Alec Hathaway, a K-State undergraduate student, brings together the Manhattan community for Women Build
Creating a more diverse and inclusive community can start with one person and one idea. For Alec Hathaway, an undergraduate student in strategic communications, he decided to create an event for the Manhattan Area Habitat for Humanity to empower women to build with Habitat.
“There was an entire untapped demographic within our community that we were overlooking — strong, empowered women,” Alec said. “I wanted to help break the barrier that women felt was keeping them from volunteering for the jobs that are predominantly done by men.”
Thus began the idea of creating a Women Build event in Manhattan. Women Build is an experience through which Habitat for Humanity provides the opportunity for women to take a proactive step in serving their communities. No experience necessary.
Alec Hathaway is also the recipient of the Marjorie J. and Richard L. D. Morse Family and Community Public Policy Scholarship. This scholarship provides funds to support a project that gives a student the experience of working with and in a community setting.

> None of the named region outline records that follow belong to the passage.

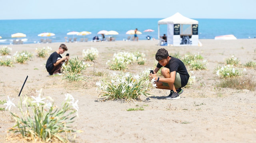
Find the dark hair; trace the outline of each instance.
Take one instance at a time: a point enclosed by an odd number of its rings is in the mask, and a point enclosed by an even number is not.
[[[158,50],[156,54],[156,60],[159,61],[164,59],[167,59],[169,56],[168,52],[164,48]]]
[[[61,48],[62,49],[64,49],[66,51],[68,50],[68,48],[66,45],[64,44],[62,44],[60,46],[60,48]]]

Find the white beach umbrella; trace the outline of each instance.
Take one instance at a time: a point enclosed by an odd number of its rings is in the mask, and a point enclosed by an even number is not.
[[[21,37],[26,37],[26,34],[22,33],[17,33],[12,34],[12,38],[21,38]]]
[[[126,33],[126,34],[133,35],[135,34],[135,31],[134,30],[130,30]],[[141,34],[142,33],[139,31],[137,31],[136,34]]]
[[[108,32],[108,31],[103,30],[99,31],[98,32],[98,33],[97,33],[97,34],[105,34],[107,32]]]
[[[48,32],[42,33],[37,35],[39,37],[50,37],[53,36],[54,35],[55,35],[55,34],[54,33]]]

With this scholarship, Alec was able to put together the first Women Build event in Manhattan. “Breaking stigmas is revolutionary work at the state level or worldwide. This campaign has allowed us to reach a new demographic and make them feel welcome and comfortable,” Alec said.
Using the knowledge from his classes at Kansas State University allowed Alec to understand and implement his skills in a real-life scenario. “Campaign cultivation is an example of what I will be doing within my profession, so it was amazing to see it all play out,” Alec said.
Alec’s main focus during this campaign was all the work put into an event before it happens. Alongside another intern, Alec and the team were in charge of breaking down the overall goals for the event, getting all the donors and sponsorships secured, as well as handling the social media messages sent.
The day of the event, the focus was on the participants and volunteers and making sure they were taken care of, including food, beverages and gift bags. “I got to see exactly what it is like to do hands-on work for a nonprofit organization, which is something I plan to continue to do in the future,” said Alec.
On May 8-11, dozens of volunteers showed up at several different locations across Manhattan for the sold-out Women Build event. “We were so pleasantly surprised by the turnout and the amount of community engagement toward this cause,” Alec said. “The Manhattan Area Habitat for Humanity will continue the Women Build events in years to come, hoping for a greater turn out every year!”
Alec understands that this event was not only important for him and his goals, but for the goals of Habitat for Humanity and the Manhattan community. “This experience gave me the opportunity to help broaden Habitat’s reach, while opening doors for women who have abilities and desires to help this amazing organization.”
With the help of the Morse Family scholarship, Alec was able to spread his power as an individual and push the community toward a more inclusive environment for people seeking to help out, which was one of Alec’s main goals. “We need to continuously talk about and work toward having a more diverse system in which everyone feels welcome and accepted,” said Alec.